All I can say is that I hope I don't lose my creativity. That's the one true thing I want to keep.
Wednesday, December 28, 2016
2016
I'm not sure what I feel about this year. Some amazing people died and that really sucks.
Personally, I moved away from Indiana for the second time in my life. Most days I'm thankful that I'm not freezing! Most days I also miss my friends.
My Grandma got put in a nursing home- but she needed to be somewhere where she could be help beyond my parents.
My parents moved to Florida. It's so much fun to visit their new home (though it's always fun to visit them). But nothing beats going South to see them!
As stated in a previous post, my anxiety has shot through the roof. My stress has become almost a tangible monster.
I was unable to really practice my dream this year. Photography is the one thing in like that I want to do. It's the passion I want to make my life.
But, Atomic Lucite has flourished. I didn't keep an actual tally on sales but I can tell you it was high. Higher than I could have ever dreamed.
I made a few new friends this year. Most of them came from the Internet and through Atomic Lucite. But, I adore them so much.
I went from a girl who felt like I could never belong in the Pinup community- to a girl that made her own way it. I have friends who encourage me.
My self esteem is just the same. I rarely post selfies because I feel like I'm being laughed at- even if I'm not. That's just me though, and it won't ever change.
My wardrobe has grown and I have embraced skirts when I had hated them. I've learned to love crop tops. Wearing my dresses to a store makes me feel like a princess.
My dog turned 6 and he's still as crazy as ever. But he sleeps more. That's our own doing though- as we haven't stopped since we moved and he sleeps because he can't lift a hammer.
We moved to Ider, Alabama. Population of... not many. There's one restaurant here, and it sucks.
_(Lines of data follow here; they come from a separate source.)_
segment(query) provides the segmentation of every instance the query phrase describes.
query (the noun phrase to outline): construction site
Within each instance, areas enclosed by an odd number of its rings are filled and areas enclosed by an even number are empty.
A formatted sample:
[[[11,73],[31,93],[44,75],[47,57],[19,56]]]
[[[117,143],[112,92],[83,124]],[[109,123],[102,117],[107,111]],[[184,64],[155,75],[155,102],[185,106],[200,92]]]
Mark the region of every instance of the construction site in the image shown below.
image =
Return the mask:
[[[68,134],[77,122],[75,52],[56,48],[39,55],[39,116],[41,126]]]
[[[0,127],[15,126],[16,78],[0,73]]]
I'm a city/suburban girl. This is too much some days. But, on days when Ibfeel so anxious- I'm glad to be here- away from all the people.
This world has gone to hell.
On a plus the Cubs won! I still smile just thinking about it!
And then I think of what happened right after that and my heart sinks into my stomach.
But, I'm officially really happy to see this year go. As a year, I wouldn't personally call it my worst I also wouldn't call it my personal best. It rode in the middle though it had good and bad spikes.
I'm eager to make 2017 a lot better though.